TECHNOLOGIE. Il n’y a pas si longtemps, les romans Harlequin faisaient le bonheur de nombreuses lectrices. À l’ère numérique, Daniel Campeau croit avoir trouvé la prochaine évolution de cette littérature, l’amenant vers la baladodiffusion avec le site LesBecs.com.

L’idée est d’abord née d’une nouvelle intitulée «Dieu ferma les yeux pour ne pas rougir», que le Coaticookois avait écrite en 2009. «Comme je suis un gars de radio, j’ai voulu revisiter ce succès et l’apporter vers un médium qui connaît de plus en plus de succès», lance-t-il.
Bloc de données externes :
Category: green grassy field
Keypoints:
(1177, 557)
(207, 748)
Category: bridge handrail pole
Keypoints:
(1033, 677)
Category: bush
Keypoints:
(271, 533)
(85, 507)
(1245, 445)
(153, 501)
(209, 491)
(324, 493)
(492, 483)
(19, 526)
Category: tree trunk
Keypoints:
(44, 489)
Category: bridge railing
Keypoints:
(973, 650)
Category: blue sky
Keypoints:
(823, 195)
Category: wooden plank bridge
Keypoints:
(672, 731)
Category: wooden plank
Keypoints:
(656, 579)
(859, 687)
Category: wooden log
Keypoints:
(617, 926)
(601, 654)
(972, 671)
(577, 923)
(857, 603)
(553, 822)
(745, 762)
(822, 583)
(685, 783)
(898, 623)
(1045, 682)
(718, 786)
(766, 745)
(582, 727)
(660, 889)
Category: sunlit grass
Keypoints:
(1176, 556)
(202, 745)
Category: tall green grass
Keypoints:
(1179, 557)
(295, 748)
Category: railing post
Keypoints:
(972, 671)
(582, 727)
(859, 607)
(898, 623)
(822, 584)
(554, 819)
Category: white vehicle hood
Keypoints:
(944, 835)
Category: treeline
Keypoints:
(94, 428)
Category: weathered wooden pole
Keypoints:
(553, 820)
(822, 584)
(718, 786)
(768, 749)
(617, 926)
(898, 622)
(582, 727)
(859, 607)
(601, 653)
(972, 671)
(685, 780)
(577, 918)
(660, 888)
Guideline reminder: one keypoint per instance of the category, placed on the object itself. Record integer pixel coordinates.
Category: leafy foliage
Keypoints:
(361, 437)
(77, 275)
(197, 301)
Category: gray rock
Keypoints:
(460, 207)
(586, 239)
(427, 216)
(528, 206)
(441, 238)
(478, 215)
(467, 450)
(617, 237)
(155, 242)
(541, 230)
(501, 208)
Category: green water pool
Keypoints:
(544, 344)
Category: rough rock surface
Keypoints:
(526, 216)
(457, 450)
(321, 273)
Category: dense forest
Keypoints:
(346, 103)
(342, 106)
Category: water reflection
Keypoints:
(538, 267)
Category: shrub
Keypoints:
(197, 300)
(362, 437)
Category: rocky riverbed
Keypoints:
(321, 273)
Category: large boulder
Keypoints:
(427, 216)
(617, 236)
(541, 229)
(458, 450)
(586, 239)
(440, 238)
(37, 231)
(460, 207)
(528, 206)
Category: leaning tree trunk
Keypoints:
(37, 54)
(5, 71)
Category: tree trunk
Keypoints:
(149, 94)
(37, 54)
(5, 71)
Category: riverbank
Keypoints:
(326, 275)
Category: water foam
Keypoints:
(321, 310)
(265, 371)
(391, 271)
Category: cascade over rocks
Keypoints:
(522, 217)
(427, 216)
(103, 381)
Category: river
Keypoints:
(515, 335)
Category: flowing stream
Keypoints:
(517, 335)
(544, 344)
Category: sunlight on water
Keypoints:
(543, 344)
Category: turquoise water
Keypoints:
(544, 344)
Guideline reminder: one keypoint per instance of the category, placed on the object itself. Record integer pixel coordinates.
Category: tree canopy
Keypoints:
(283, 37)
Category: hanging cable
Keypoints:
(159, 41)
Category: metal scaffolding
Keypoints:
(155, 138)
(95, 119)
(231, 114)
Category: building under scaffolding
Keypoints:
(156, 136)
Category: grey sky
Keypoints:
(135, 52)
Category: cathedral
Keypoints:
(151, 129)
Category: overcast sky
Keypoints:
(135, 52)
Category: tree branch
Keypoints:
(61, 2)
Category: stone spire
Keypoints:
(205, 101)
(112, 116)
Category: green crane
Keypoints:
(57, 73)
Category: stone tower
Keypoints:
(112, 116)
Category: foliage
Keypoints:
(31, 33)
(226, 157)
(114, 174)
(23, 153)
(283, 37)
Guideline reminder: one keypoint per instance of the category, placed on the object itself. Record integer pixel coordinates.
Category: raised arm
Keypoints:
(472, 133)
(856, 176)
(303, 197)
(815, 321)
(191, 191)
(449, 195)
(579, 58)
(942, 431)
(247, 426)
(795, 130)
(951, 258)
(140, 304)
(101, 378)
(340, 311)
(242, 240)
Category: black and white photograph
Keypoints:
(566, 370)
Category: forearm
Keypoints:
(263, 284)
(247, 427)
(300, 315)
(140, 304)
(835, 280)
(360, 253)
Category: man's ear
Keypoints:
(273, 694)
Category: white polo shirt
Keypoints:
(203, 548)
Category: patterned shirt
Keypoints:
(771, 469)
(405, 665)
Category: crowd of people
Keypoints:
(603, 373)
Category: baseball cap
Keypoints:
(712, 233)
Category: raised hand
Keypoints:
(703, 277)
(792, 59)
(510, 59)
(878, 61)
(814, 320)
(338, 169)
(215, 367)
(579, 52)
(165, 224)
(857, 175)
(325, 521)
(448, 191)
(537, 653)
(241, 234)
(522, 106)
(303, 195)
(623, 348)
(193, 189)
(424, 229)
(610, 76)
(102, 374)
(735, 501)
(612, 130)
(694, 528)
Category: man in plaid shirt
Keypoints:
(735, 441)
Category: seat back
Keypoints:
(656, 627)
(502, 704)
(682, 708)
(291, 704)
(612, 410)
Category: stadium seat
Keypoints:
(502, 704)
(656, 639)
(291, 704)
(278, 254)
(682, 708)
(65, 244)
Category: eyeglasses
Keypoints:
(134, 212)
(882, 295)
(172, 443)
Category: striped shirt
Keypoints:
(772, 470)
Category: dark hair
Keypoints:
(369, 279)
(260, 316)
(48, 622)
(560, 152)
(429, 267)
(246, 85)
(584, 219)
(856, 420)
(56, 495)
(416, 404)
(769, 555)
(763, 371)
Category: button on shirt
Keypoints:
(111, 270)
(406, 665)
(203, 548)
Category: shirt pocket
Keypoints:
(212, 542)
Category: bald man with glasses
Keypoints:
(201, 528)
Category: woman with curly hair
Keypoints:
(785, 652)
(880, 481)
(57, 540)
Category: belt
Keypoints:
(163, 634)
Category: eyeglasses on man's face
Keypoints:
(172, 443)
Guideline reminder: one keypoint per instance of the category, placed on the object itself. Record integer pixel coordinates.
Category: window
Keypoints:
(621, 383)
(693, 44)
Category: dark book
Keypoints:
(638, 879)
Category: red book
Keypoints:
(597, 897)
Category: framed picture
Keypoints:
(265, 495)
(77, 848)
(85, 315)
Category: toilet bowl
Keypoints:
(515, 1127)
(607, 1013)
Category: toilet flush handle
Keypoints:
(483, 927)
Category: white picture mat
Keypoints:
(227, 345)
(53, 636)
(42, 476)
À son lancement, le site comporte une douzaine de nouvelles coquines. L’auteur décrit ces histoires comme une alternative à la pornographie telle qu’on la connaît. «J’appelle ça de l’audio-érotisme. C’est quelque chose qui est là pour éveiller un certain désir et susciter une réaction émotionnelle et sensuelle. Il n’y a rien d’irrespectueux dans ce qui est raconté, mais ça demeure tout de même explicite», décrit-il.

La durée d’un balado s’échelonne entre deux et 25 minutes. On y fait la connaissance du couple Dayan et Malicia. M. Campeau fait lui-même la narration des textes, en compagnie de collègues féminines. «Les gens que je connais m’ont demandé si ça me gênait d’associer ma voix au projet. Au contraire. Ça demeure quelque chose de professionnel. C’est un rôle que je fais, c’est du théâtre, du divertissement.»

«Et j’ai aussi eu l’approbation de ma conjointe dans cette aventure», rigole-t-il.

Avec sa facture élégante et chic, on souhaite attirer un public largement féminin. Le principal intéressé dit toutefois que les hommes y trouveront aussi leur compte.

Si l’aventure devient un succès, l’auteur compte produire une vingtaine d’autres histoires, qu’il a déjà écrites. «Ça prend beaucoup de temps à produire. Il n’y a pas que les voix à enregistrer. Je fais aussi affaire avec des musiciens professionnels pour l’enrobage musical. Il ne faut pas oublier qu’on ne fait qu’entendre les histoires. Il faut les emballer et bien les jouer», conclut M. Campeau.